Le Nouveau Parti Anticapitaliste (France) : origines, fondation, enjeux KRIVINE Alain
Contribution écrite pour l’ouvrage New Parties of the Left. Experiences from Europe. Daniel Bensaïd, Alda Sousa, Alan Thornett and others. Resistance Book (Londres) & Institut Internationale de Recherche et d’Education (Amsterdam, Islamabad & Manille), 2011.
Dans le cadre du développement d’une nouvelle gauche radicale européenne, l’expérience française est un peu particulière même si elle est liée aux grandes tendances de décomposition-recomposition du mouvement ouvrier à l’œuvre dans toute l’Europe. Ce doit être le seul pays où existent trois regroupements trotskystes de plusieurs milliers de membres chacun avec des scores électoraux qui dépassent le million de voix et en ce qui concerne aujourd’hui le NPA, un porte-parole : Olivier Besancenot toujours placé dans les premiers dans les sondages sur la popularité. Il faut donc essayer de comprendre les raisons, la force, la faiblesse et le devenir de ce phénomène.
Un contexte particulier
Le mouvement ouvrier français a connu une longue période de traditions de luttes de classe radicales à travers lesquelles il a pu acquérir une série d’acquis comme les congés payés ou la sécurité sociale. Citons les grandes grèves du « Front Populaire « en 1936, celles après la Libération ou celles de 1968 ou 1995, sans oublier la victoire du Non au référendum sur le projet de constitution européenne et cela après une grande mobilisation unitaire et populaire. En dehors de la période de l’occupation nazie, la classe ouvrière a perdu de nombreux combats mais n’a jamais été écrasée et réapparait chaque fois avec force. Réformistes et anarchistes ont été à la base de la construction du mouvement ouvrier et le Parti Communiste va devenir après la guerre et la Résistance l’un des plus gros partis, encadrant pendant des années la classe ouvrière du berceau au cimetière à travers ses milliers d’élus locaux, ses municipalités, ses organisations de « masse » (pour les jeunes, les femmes, les sportifs, les retraités, les intellectuels, etc...). Jusqu’en 68, ses scores électoraux avoisinent les 20%, loin devant un PS discrédité et marginal. En revanche, ce parti fut un des plus stalinien d’Europe tant dans ses méthodes que dans son programme, totalement fidèle aux zigzags de la politique du Kremlin et n’hésitant pas à utiliser la force physique contre ses opposants ou les militants trotskystes. Très ouvriériste et ayant le contrôle absolu du plus gros syndicat ; la CGT, le PC fut confronté à un mouvement syndical vite divisé en plusieurs confédérations. D’ou le paradoxe d’un mouvement ouvrier, par moment très combattif, mais un des moins syndiqué d’Europe (aujourd’hui moins de 10% tous syndicats confondus..).

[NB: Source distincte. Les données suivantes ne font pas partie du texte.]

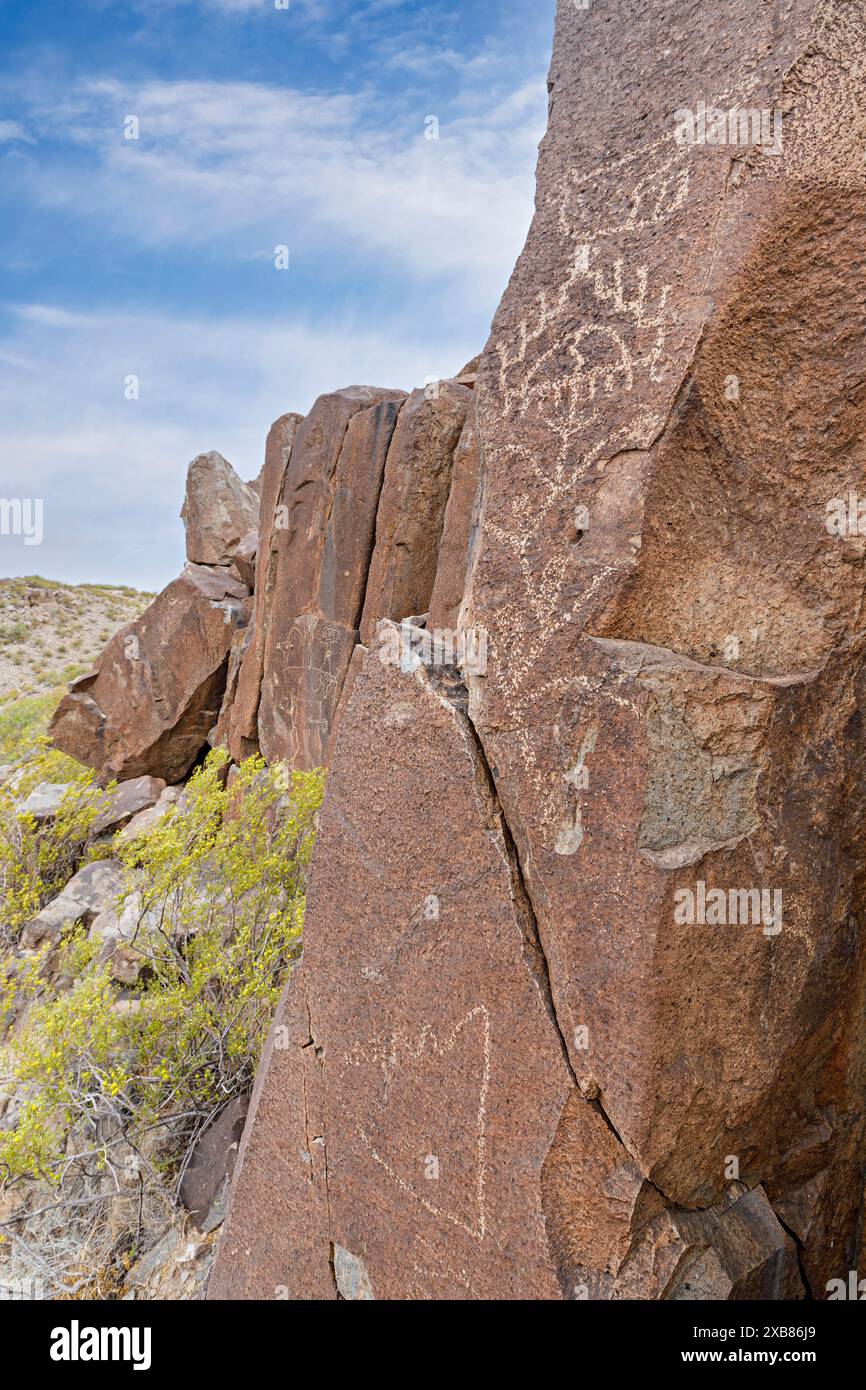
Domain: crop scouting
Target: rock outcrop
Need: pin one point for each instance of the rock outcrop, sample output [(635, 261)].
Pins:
[(218, 510), (578, 1014), (584, 969)]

Le grand bouleversement du rapport de force et les premiers balbutiements de la gauche radicale date de la grève générale de 68 et encore. En effet si pour la première fois de son histoire, le PC fut débordé d’abord par le mouvement des étudiants et ensuite par la grève générale ouvrière, il fallut attendre plusieurs années pour voir les effets de ce tournant. A l’époque aucune rupture de masse ni dans la CGT ni dans le PC, à part quelques individus isolés. La seule rupture fut avec la jeunesse étudiante dans laquelle existait déjà une extrême gauche indépendante (JCR, maoïstes, lambertistes, anarchistes) provenant pour la plupart d’exclusions qui avaient dominé en 1965 la première grande crise d’une organisation communiste : celle des étudiants. N’étant confronté ,à l’époque à aucune structure d’auto-organisation de la classe ouvrière, l’appareil du PCF aidé par De Gaulle réussit, après plusieurs semaines, à briser la grève générale sans trop de dégâts immédiats si ce n’est une grande incompréhension et un début de méfiance.

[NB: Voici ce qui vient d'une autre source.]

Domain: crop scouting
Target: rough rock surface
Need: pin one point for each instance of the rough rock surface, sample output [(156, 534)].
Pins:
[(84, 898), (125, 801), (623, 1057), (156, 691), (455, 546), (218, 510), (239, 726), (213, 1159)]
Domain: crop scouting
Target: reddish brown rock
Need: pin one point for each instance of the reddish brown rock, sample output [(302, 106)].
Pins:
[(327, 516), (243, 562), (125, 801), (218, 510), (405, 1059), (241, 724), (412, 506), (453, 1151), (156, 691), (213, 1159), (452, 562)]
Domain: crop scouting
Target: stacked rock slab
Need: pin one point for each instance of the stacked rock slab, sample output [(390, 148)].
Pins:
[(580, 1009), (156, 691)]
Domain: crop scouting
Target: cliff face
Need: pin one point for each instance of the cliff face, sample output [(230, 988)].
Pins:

Il faudra attendre plusieurs années pour que la JCR puis la LCR fortement implantés chez les étudiants commence à profiter du début du déclin du PC pour commencer à s’implanter dans des entreprises. Après 68 c’est la combinaison de plusieurs facteurs qui vont expliquer le déclin progressif puis historique du PC : la crise publique du stalinisme et la disparition de l’URSS, les mutations internes de la classe ouvrière et la diminution de ses couches traditionnelles (mineurs sidérurgistes etc..) que le PC n’ a pas vu venir et son incapacité à s’adresser aux nouvelles couches (employés, techniciens etc..) et surtout la participation gouvernementale à parti de 1981 qui va discréditer et la gauche réformiste et surtout le PC avec ses capitulations successives devant les ministres PS.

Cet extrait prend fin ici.